Nick Vitucci, a Senior IT Associate with NSK Inc, was at a client’s office routinely monitoring the system and came across some small, seemingly unrelated issues across a number of servers and applications. What first caught Vitucci’s attention was that printing was taking much longer than normal. While trying to troubleshoot that issue, he noticed that the interface to manage the printers was unresponsive.
Further investigation revealed that group policies were taking a very long time to open, and the active directory replication seemed to be lagging. Changing a user’s password was taking far too long and the user interface for Windows Server Update Services froze and ultimately crashed.
Vitucci immediately checked to see if there were issues with networking and connectivity but found none, and the network switches weren’t showing any unusual activity. It wasn’t until he logged into VSphere (an application used to manage virtual servers) that he came across some disturbing graphic reports.
A number of servers displayed similar graphs. CPU usage had been steadily growing for the past several days and was now spiking at 100%. This was happening on most but not all virtual servers in the environment. Thinking about what the affected servers had in common and what changes had occurred in the last week when the activity started to increase, Vitucci realized that the servers involved all shared following characteristics: Windows operating system, a newly updated version of Trend Micro Antivirus, and the Pavis Server Management Agent.
While other servers had one or more of these characteristics, all the affected servers had all three. He quickly logged into one of the affected servers and found the OS was so unresponsive, it was barely usable. Vitucci checked a different, non-virtual server that had the same three factors and saw that it too was experiencing high CPU usage for apparently no reason, as were all servers with this combination (though luckily none of the physical machines were as severely affected as the virtual machines).

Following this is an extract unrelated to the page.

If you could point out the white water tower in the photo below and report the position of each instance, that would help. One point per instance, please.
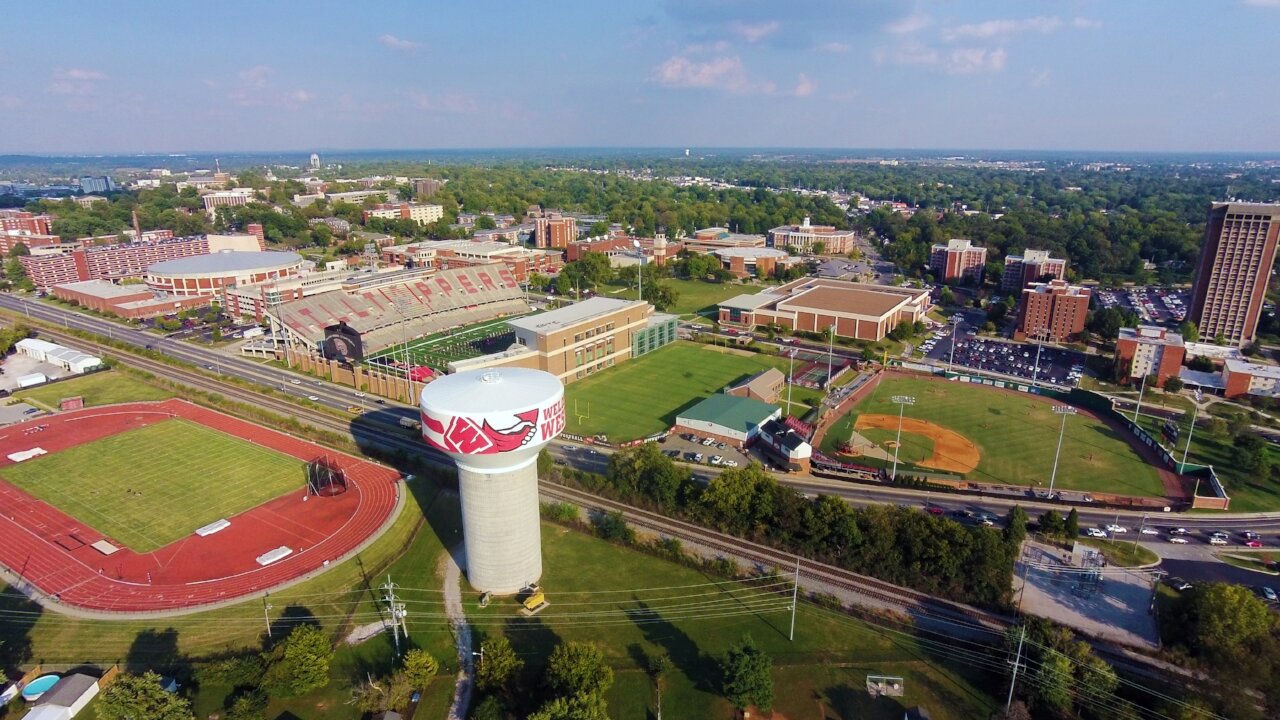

Vitucci began researching the issue and saw that a patch had recently been issued that was supposed to reduce processor usage by Trend Micro services. However, investigation directly on the servers themselves revealed that the problem was not entirely caused by processes related to Trend Micro, but were largely related to the Pavis monitoring agents installed on the computers. Vitucci rationalized that applying the patch from Trend Micro would eliminate the issue.
To solve the issue Vitucci first had to get the servers back to a state where the user interface was usable and apply the patch from Trend Micro, in hopes that it would solve the issue. Since the servers were all in production, he was limited in what he could simply reboot. Restarting servers right then and there would cause a large disruption with the client’s productivity, so Vitucci knew he had to be strategic with how he proceeded.

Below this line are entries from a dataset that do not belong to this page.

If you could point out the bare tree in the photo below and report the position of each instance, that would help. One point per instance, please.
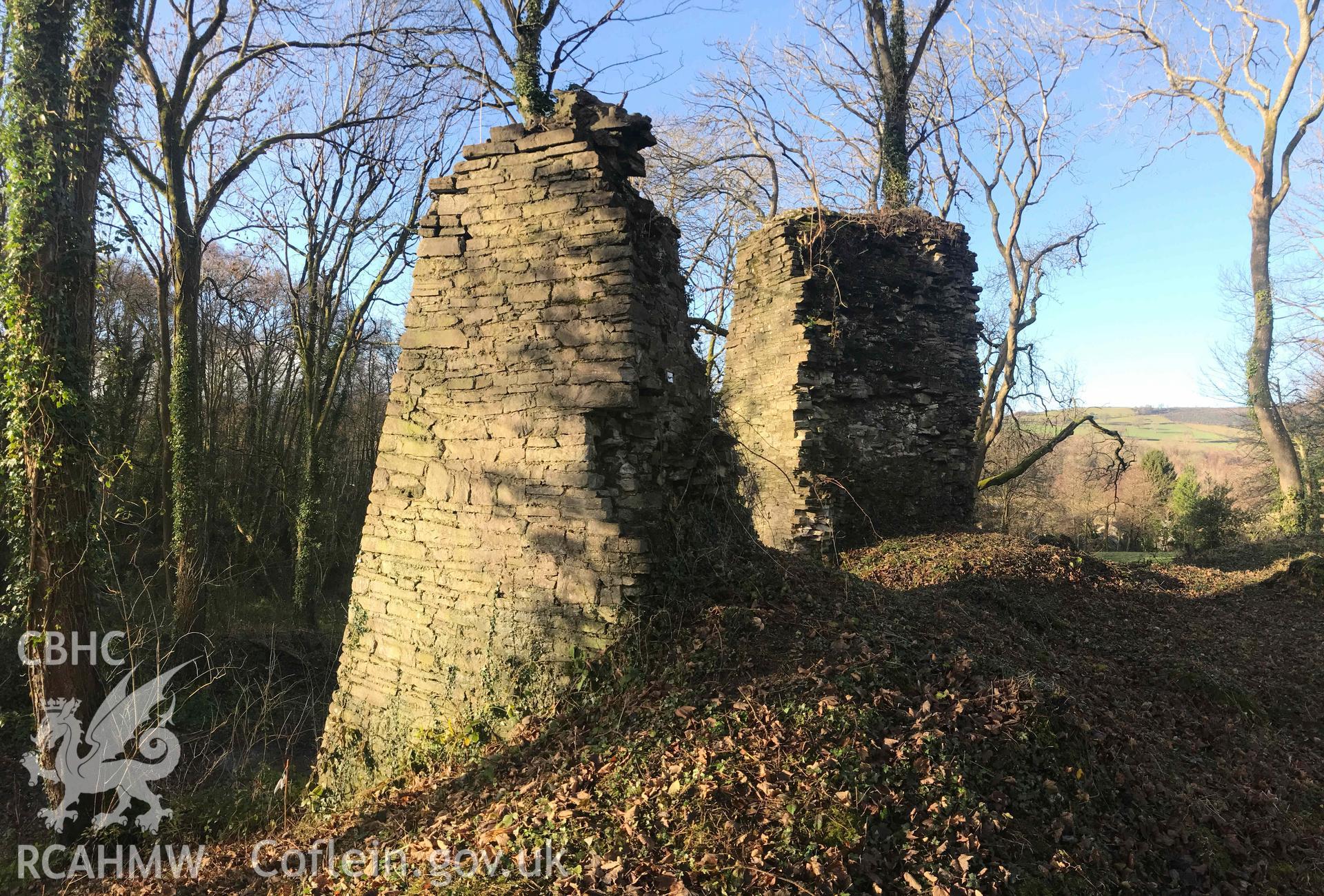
(1010, 150)
(519, 50)
(1220, 64)
(63, 73)
(712, 205)
(862, 73)
(341, 215)
(215, 92)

The servers on the system that had active high availability and/or redundancy such as the domain controllers, Vitucci knew he could easily reboot. However, the other servers that were mission critical (BlackBerry® Enterprise Server, print Server, database Server) weren’t as easy. On these servers, he had to manually kill processes until the machine became useable and then apply the Trend Antivirus patch. Because the servers were in use, he had to schedule an automatic reboot to happen overnight.

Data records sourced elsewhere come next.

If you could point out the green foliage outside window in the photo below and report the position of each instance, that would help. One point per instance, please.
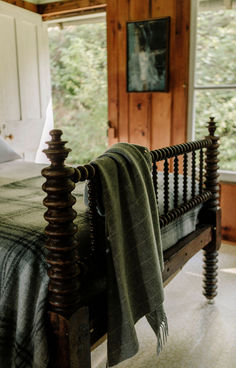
(79, 84)
(79, 88)
(216, 65)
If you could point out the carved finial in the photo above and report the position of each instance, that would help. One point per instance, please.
(64, 269)
(56, 151)
(212, 126)
(212, 182)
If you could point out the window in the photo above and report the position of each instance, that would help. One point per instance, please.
(213, 84)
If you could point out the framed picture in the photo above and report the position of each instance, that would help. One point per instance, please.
(148, 55)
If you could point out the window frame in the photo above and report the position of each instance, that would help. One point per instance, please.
(225, 175)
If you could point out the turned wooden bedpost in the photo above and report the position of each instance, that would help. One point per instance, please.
(213, 213)
(69, 325)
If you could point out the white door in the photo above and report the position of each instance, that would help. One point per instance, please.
(25, 91)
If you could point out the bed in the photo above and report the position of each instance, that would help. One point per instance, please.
(73, 310)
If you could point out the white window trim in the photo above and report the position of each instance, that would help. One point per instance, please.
(226, 176)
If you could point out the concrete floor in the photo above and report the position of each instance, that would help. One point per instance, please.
(201, 335)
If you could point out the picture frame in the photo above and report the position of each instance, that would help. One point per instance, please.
(148, 55)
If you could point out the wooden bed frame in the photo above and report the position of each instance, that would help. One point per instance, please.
(71, 296)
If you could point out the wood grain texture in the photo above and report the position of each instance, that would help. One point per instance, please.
(154, 119)
(23, 4)
(123, 107)
(227, 202)
(180, 74)
(112, 65)
(162, 102)
(178, 255)
(139, 103)
(64, 269)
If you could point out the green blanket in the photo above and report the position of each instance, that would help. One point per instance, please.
(135, 259)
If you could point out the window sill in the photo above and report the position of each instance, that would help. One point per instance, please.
(227, 176)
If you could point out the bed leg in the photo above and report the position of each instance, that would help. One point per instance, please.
(69, 326)
(210, 274)
(70, 339)
(212, 214)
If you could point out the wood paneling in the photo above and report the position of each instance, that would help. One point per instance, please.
(152, 119)
(23, 4)
(227, 202)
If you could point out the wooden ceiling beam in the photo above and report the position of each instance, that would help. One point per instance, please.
(69, 7)
(23, 4)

After manually killing processes and setting up reboot schedules on each of the individual servers, the issue was resolved and the symptoms were cleared up. What is most striking about all of this is that the client had no idea any of this was going on. Vitucci says that he discovered the problem on his own, while doing his job of proactive IT Support and managed services for the client. Instead of just reacting to a client complaint, Nick Vitucci discovered and remedied a situation before it made a major impact on client productivity.